Projects

Instruction Vagueness Analysis for Vision Language Navigation Models

Fig. Workflow

Ever told a robot “just go forward” and hoped for the best? Yeah, it doesn’t go well. In Vision-and-Language Navigation (VLN), vague human instructions tank model performance. To fix that, I built a dual framework: Speciteller scores how specific an instruction is, while GPT-4o-mini checks vagueness in context using the environment.

We ran this across ALFRED and CHORES datasets on SPOC, MOCA, and Episodic Transformers. The takeaway? Specific instructions = higher success. End-to-end models with memory (like Episodic Transformers) handle ambiguity best, while others need clear directions.

Key Contributions:

Dual Vagueness Framework: Combined Speciteller regression with GPT-4o-mini classification to capture both lexical and contextual vagueness in navigation instructions.
Large-Scale Analysis: Evaluated vagueness impact across ALFRED and CHORES datasets on SPOC, MOCA, and Episodic Transformers.
Architectural Insights: Showed that intermediate fusion + memory architectures are more robust against vague instructions, while late-fusion models struggle.
Practical Strategies: Proposed vagueness-aware losses, data augmentation with paraphrasing, and adaptive attention controllers to make agents smarter at handling ambiguous commands.

Carbon Credit Calculation using Event Extraction from Unstructured Data

Bachelor's Thesis

Supervisors: Prof. Surekha Bhanot, Dr. Riza Batista-Navarro

Fig. Event Extraction Example

Fig. Model Architecture

Have you ever wondered how many carbon credits you're consuming just by cooking a recipe you found online? Given the huge wave of sustainability washing over the UK, it was a given to do my thesis to help identify the amount of carbon emissions one causes when doing mundane tasks in their day-to day. An important factor in identifying the emissions is actually identifying the events that would result in these. For recipes, I chose to focus on the cooking methods (such as sauteeing, baking, boiling, etc.). Given that recipes are generally in pretty unstructured formats across the internet, my research focused around event extraction from unstructured data.

To do this, I used a combination of human-in-the-loop learning and HDBScan clustering to identify common events in recipes, then used a combination of fine-tuned transformers (Siamese BERT, T5) to generate relevant questions the model could ask itself to correctly identify event details such as what cooking event, how long for, at what temperature, etc. This was then integrated into API's for a chrome extension that could estimate the carbon credits consumed during cooking.

Key Contributions:

Innovative Carbon Emission Model: Applied interactive machine learning and machine reading comprehension to create a model that calculates carbon emissions in recipes based on the extracted event templates
Semi-Supervised Event Extraction: Designed a system that uses HDBScan clustering and human-in-the-loop training to extract events from unstructured data without pre-existing annotations.
Transformer-Based Question Generation: Fine-tuned BERT and T5 models to generate relevant questions and refine event details. Incorporated POS tagging to improve accuracy in event detection.
Research Excellence: Demonstrated strong problem-solving, critical thinking, and communication skills through collaborative work with academic mentors and experts. Enhanced teamwork and model design abilities throughout the project.

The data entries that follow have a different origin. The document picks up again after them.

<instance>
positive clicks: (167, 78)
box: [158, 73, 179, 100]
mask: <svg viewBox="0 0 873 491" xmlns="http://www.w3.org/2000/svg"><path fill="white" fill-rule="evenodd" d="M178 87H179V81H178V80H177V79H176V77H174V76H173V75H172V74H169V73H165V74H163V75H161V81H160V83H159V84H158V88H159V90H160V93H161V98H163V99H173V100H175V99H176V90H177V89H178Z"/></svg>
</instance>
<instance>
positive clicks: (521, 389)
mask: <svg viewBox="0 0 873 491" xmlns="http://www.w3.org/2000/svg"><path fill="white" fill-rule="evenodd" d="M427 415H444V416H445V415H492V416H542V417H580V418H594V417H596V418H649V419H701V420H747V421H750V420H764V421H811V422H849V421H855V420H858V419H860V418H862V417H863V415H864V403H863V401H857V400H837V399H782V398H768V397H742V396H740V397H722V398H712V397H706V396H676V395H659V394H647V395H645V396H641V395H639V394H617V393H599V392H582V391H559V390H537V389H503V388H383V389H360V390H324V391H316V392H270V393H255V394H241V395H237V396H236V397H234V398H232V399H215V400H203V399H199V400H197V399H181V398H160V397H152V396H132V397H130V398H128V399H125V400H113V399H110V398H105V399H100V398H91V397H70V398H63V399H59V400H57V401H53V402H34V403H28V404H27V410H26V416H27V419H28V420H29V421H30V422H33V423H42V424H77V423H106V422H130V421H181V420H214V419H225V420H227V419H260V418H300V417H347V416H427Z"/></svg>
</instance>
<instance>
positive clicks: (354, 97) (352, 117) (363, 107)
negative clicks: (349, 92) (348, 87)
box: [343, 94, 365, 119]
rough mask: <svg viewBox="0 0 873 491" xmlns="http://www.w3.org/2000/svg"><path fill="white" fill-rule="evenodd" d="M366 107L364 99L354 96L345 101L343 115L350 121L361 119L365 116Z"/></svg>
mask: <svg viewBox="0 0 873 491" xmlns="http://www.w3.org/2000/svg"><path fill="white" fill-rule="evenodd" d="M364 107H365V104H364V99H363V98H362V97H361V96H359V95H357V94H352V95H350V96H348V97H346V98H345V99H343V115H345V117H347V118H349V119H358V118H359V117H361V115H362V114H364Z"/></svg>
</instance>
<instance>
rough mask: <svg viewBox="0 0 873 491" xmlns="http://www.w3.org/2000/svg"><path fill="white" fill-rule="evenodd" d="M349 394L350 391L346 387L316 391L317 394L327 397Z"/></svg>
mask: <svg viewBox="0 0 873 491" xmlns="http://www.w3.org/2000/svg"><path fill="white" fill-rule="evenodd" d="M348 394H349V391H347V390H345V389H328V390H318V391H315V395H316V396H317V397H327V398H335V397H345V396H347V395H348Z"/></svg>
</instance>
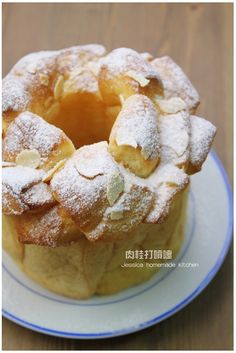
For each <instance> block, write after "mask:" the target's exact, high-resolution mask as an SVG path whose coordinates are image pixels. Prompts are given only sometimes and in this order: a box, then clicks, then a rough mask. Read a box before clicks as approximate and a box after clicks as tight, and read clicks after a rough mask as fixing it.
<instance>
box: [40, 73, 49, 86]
mask: <svg viewBox="0 0 236 353" xmlns="http://www.w3.org/2000/svg"><path fill="white" fill-rule="evenodd" d="M39 81H40V83H41V84H42V85H43V86H48V84H49V77H48V75H45V74H42V73H40V74H39Z"/></svg>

C-Former: A Novel Vision Transformer-Based Architecture for EEG Emotion Classification

Fig. Model Approach

Fig. CFormer Block Architecture

This research introduced C-Former, a cutting-edge transformer-based architecture designed for emotion classification using EEG signals. Electroencephalography (EEG) is a non-invasive method of measuring the brain's electrical activity in response to stimuli and has numerous applications in clinical and research settings. The proposed model incorporates convolutional token embedding layers and a convolutional feature extractor to enhance the representation of spatial and temporal features in EEG data.

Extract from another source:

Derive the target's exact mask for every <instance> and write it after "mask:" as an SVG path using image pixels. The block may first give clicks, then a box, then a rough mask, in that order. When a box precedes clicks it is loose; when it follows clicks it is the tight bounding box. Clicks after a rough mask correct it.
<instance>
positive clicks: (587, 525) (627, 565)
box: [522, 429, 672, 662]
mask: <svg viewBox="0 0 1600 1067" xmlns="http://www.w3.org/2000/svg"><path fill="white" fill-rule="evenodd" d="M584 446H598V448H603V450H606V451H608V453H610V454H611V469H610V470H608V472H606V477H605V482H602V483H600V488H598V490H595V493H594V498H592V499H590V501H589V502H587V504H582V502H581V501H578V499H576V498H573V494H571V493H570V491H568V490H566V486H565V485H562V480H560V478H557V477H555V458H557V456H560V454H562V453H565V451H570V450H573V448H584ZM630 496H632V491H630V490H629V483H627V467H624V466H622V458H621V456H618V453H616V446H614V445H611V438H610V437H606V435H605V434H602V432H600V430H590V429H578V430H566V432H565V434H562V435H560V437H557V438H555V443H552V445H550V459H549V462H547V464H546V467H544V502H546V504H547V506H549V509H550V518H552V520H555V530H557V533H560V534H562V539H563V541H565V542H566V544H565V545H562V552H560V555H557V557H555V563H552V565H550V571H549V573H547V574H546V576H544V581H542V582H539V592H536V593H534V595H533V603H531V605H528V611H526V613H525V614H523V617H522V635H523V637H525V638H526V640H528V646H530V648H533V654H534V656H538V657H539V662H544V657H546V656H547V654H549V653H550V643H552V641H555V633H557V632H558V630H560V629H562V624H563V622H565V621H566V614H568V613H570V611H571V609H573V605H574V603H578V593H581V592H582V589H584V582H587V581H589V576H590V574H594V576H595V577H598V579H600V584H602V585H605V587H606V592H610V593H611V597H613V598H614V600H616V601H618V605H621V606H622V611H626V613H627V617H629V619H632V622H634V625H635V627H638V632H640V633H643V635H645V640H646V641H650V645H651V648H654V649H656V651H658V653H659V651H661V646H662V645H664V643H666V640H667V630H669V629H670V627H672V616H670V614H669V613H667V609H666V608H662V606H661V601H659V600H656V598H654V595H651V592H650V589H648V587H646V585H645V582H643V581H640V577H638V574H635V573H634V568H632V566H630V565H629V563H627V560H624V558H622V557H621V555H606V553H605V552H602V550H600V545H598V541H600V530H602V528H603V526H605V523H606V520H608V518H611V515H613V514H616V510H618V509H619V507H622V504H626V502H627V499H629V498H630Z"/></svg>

The aim was to develop a robust and efficient method for emotion recognition using EEG signals. By leveraging the power of transformers, C-Former addresses challenges such as variations in data and the need for precise feature extraction, outperforming traditional models while maintaining competitive performance with state-of-the-art approaches.

Key Contributions:

Transformer-Based Innovation: C-Former combines convolutional layers for token embedding with transformer modules to capture both local and global features in EEG data.
Benchmark Performance: Experimental results on the SEED dataset demonstrate that C-Former achieves superior accuracy compared to previous models, while being more robust to variations in input data.
First-of-Its-Kind Application: To the best of our knowledge, this is the first work that employs transformers specifically for EEG-based emotion recognition.